We use a combination of bare-metal servers, serverless and containerised production systems to power our platform. Our infrastructure is built for speed, reliability, and GPU scale, and we are looking for someone who can help us optimize and scale it further.

AWS
GCP
Azure
Docker
Kubernetes

Databases

We use a variety of databases to store and manage data for our platform, including relational and NoSQL databases. Our ideal candidate will have experience with database design, deployment, and operations.

MySQL
PostgreSQL
MongoDB
Cassandra

CI/CD & Automation

We are looking for someone who can help us automate the hard parts of infrastructure operations, from provisioning and configuration through to CI/CD, deployment safety, progressive rollouts and rapid rollback.

Jenkins
GitLab CI/CD
Ansible
Terraform

What We Offer

We offer a competitive annual salary ranging from 160000 to 200000, depending on experience. In addition to a competitive salary, we also offer a range of benefits, including:

Remote flexibility: work from anywhere in the world
Equity/stock options: own a part of the company
Learning budget: continuous learning and professional development
Health/dental/vision: comprehensive health insurance
PTO policy: generous paid time off
Equipment stipend: latest technology and tools
Team culture: collaborative, innovative and dynamic team

We believe in giving our team members the autonomy to make decisions, the freedom to experiment, and the support to grow in their careers. If you are looking for a challenging and rewarding role that will help you grow as a professional, we encourage you to apply.

Frequently Asked Questions

What is the remote work setup like?

We are a fully remote company, and we believe in giving our team members the flexibility to work from anywhere in the world. We use a range of tools to facilitate communication and collaboration, including Slack, Zoom and GitHub.

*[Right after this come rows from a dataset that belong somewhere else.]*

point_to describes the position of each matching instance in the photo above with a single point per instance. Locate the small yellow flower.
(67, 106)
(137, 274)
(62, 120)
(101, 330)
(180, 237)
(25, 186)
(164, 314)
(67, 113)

What is the hiring process and timeline?

We are looking to fill this role as soon as possible, and we will be conducting interviews on a rolling basis. The hiring process typically takes 2-3 weeks, and we will be in touch with you throughout the process to keep you updated on your status.

What is the team size and tech stack?

We are a small but growing team, and we are looking for someone who can help us scale our infrastructure and operations. Our tech stack includes a range of tools and technologies, including AWS, GCP, Azure, Docker, Kubernetes, Jenkins, GitLab CI/CD, Ansible and Terraform.